The Lych Gate and Churchyard Cross
The Lych Gate
The earliest lych gates date back to medieval times and it was at the lych gate that the coffin was rested for a while before being taken into the church for the funeral service. In some older gates the lych stone, or coffin stone, still exists although most were removed in the eighteenth century as a hindrance to worshippers making their way into church.
The lych gate at Englefield, despite being of the design common four or five hundred years ago is much more recent; as the Tomkins engraving shows there was only a simple field gate at the beginning of the nineteenth century. It was erected in 1894 (although Betjeman and Piper in the 1949 edition of Murray’s Berkshire call it “Edwardian”) and designed by Edward Swinfen Harris, who early the previous year had decorated the interior walls of the church and designed a new super-frontal for the altar. The great majority of Harris’s work was in north Buckinghamshire and it may be that the commissions at Englefield came because he was personally known to the Rector, the Rev Arthur Heigham, who had previously had the living at nearby Newport Pagnell. In 1896 he added a new vestry to St Mary’s, Mortimer for Mr Benyon.

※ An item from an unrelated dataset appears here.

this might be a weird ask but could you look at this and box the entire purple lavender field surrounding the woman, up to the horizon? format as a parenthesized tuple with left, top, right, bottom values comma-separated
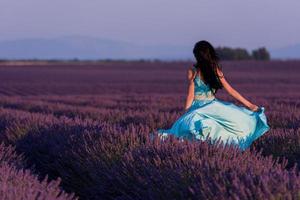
(0, 61, 300, 200)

The inscription "Let it be your care to go down humbly to your grave" on the lintel over the gate provides a reminder of the original function of a lych gate in words taken from the service of dedication on Sunday 4 November 1894.
The Churchyard Cross
The churchyard cross was erected, in the words of the Rector, to “commemorate the outbreak of illness last year which caused the school to be closed for 3 months, to commemorate the memory of some called to rest, as well as our thankfulness to God for many merciful recoveries and spared lives.” The illness was measles, followed by scarlet fever, which broke out amongst the village children in October 1893, ironically coinciding with a series of six lectures on “sick nursing” arranged by Mrs Benyon. The final lecture was on children’s diseases, including measles, and the number of people attending was reduced from the usual 50 to about 30 owing to the start of the epidemic. The school was closed from 12 October 1893 until the start of the new term on 3 January 1894. Four of the schoolchildren died from the disease: Margaret and William Eyles from number 3 in the Street and Jesse and Cecil Povey from Malthouse Farm. James Winchcomb from the Lodge Gates, father of Bertha and gardener to the Hon Lodovick Bligh MFH who was at that time renting the Rectory, also died, said by his daughter to be from the same cause. The Rector, a bachelor, was residing at the recently built “Parsonage” (number 8/9 in the Street).

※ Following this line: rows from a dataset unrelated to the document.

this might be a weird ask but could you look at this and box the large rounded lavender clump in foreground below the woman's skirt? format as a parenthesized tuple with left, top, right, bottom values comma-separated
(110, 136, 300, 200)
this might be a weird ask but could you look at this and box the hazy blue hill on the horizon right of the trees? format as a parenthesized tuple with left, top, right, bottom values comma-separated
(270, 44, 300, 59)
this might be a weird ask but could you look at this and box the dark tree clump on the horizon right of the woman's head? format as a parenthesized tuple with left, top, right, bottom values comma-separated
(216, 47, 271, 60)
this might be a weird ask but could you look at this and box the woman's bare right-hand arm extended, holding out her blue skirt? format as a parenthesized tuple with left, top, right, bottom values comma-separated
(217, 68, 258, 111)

The inscription on the cross also mentions an outbreak of disease in 1890. This was influenza, which ran through the village in the winter of that year. Although no deaths are known to have been attributed to the disease many were laid low by it, including Mr and Mrs Benyon.
The design of the cross was also by E Swinfen Harris but while the lych gate was paid for by Mr Benyon the money for the cross was raised from special collections taken at both services in church on Sunday 4 March 1894. These raised a total of £131-10-2½ (nearly £11,000 today and in 1890 representing over a year’s wage for a skilled worker according to the National Archives). After paying £110 for the cross and £16-14-2 to Mr Harris for the design, the balance of £4-16-1 was handed to Mr Benyon who used it in part payment for a new oak gate for the west entrance to the churchyard; the remaining cost he met himself. The gate has since been replaced by a new one.
The cross, like the lych gate, was dedicated at morning service on 4 November 1894.